Call me insane, but I’m voting Labour

I can’t stand the party’s mindset, leadership and many of its policies, but on one key issue I trust it more than the rest

Credit: OLI SCARFF/AFP/Getty 
issue 18 April 2015

Quite often when I deliver myself of an opinion to a friend or colleague, the reply will come back: ‘Are you out of your mind? I think that is sectionable under the Mental Health Act.’ In fact, I get that kind of reaction rather more often than, ‘Oh, what a wise and sensible idea, Rod, I commend your acuity.’

There is nothing I say, however, which provokes such fervid and splenetic derision, and the subsequent arrival of pacifying nurses, as when I tell people that I intend to vote Labour at the forthcoming general election. When I tell people that, they look at me the way my dog does when I tell her that it is not right to kill cats. It is something quite beyond the parameters of understanding, of comprehension. ‘But you hate them,’ people reply, shaking their heads, and up to a point I have to agree. I do hate them, much of them, or much of what they have become.

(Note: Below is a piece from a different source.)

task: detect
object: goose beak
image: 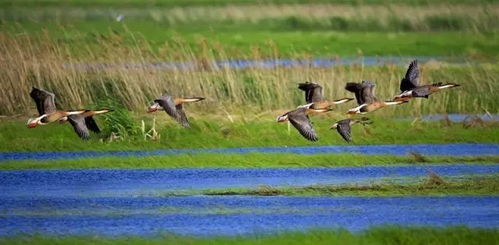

The proposition appears genuinely certifiable when I add that I do not actually want Labour to win the election, or at least not in the manner which they are most likely to ‘win’ — i.e., in alliance with the hounds of hell from the Lib Dems and the terrifying, ginger, grasping Picts. In fact, I would rather like Labour to suffer the sort of wipeout in the north of England which the SNP seem well on course to deliver in Scotland (and for similar reasons). That will not happen at this election, but it will assuredly happen at some election not far down the line, so hopelessly estranged has Labour become from the people it was set up to support. It is now the party of middle-class London liberals, its enormous lead in the capital compelling evidence of this.

The decision to vote Labour appears even more doolally when you consider the extent to which I despise much of the party’s mindset and, indeed, its policies.